Он разрыдался, упав лицом на стол и оросив слезами оставшиеся листки.
Вернер стоял над ним в полной растерянности. Он не был готов к такому внезапному порыву страсти, несколько раз пытался он перебить друга или перевести разговор, — все напрасно! Ему не под силу было противостоять буре. Но и тут в свои права вступила испытанная дружба. Выждав, когда утихнет бурный прилив горя, он своим молчаливым присутствием лучше всего показал, сколь непритворно и бескорыстно его участие. Так они и провели этот вечер: Вильгельм затих, прислушиваясь к отголоскам горя, а друг с ужасом вспоминал новую вспышку страсти, которую он долго держал в узде, надеясь, что успел ее победить добрыми советами и усердными увещеваниями.
ГЛАВА ТРЕТЬЯ
После таких рецидивов Вильгельм обычно еще ретивее брался за свои дела и обязанности, что было лучшим способом убежать от лабиринта, который вновь манил его. Его обходительность с людьми посторонними, легкость, с какой он вел переписку почти на всех живых языках, подавали все больше надежд отцу и его компаньону, утешая их в болезни молодого человека, причины которой они так и не узнали, а также в заминке с составленным ими планом. Решение о поездке Вильгельма было принято вторично, и вот уже мы видим, как он верхом на лошади, с баулом за спиной, повеселевший от свежего воздуха и движения, приближается к нагорью, где ему придется выполнить несколько поручений.

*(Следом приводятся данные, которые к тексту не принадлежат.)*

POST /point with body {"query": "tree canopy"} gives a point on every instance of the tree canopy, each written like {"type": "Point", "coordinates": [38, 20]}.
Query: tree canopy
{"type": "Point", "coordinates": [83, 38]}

Не спеша и ощущая огромное удовольствие, проезжал он горы и долины. Нависающие скалы, шумящие ручьи, лесистые склоны, глубокие пропасти — впервые созерцал он их воочию, но в самых ранних отроческих грезах уже не раз уносился в такие края. При виде их он будто снова помолодел, с души словно спали все перенесенные страдания, и он превесело повторял про себя отрывки из разных стихотворений, особливо из «Pastor fido», которые в этих уединенных местах роем осаждали его память. Припомнил он и кое-какие места из собственных песен и продекламировал их с особым удовольствием. Он населял окружающий его мир образами прошлого, и каждый шаг в будущее был для него полон предвкушения значительных поступков и примечательных событий.
Путники, один за другим догонявшие и с поклоном опережавшие его, торопливо взбираясь в горы по крутым тропкам, несколько раз прерывали его безмолвную беседу, однако не привлекли к себе его внимания. Наконец, к нему присоединился словоохотливый попутчик и объяснил причину такого усиленного паломничества.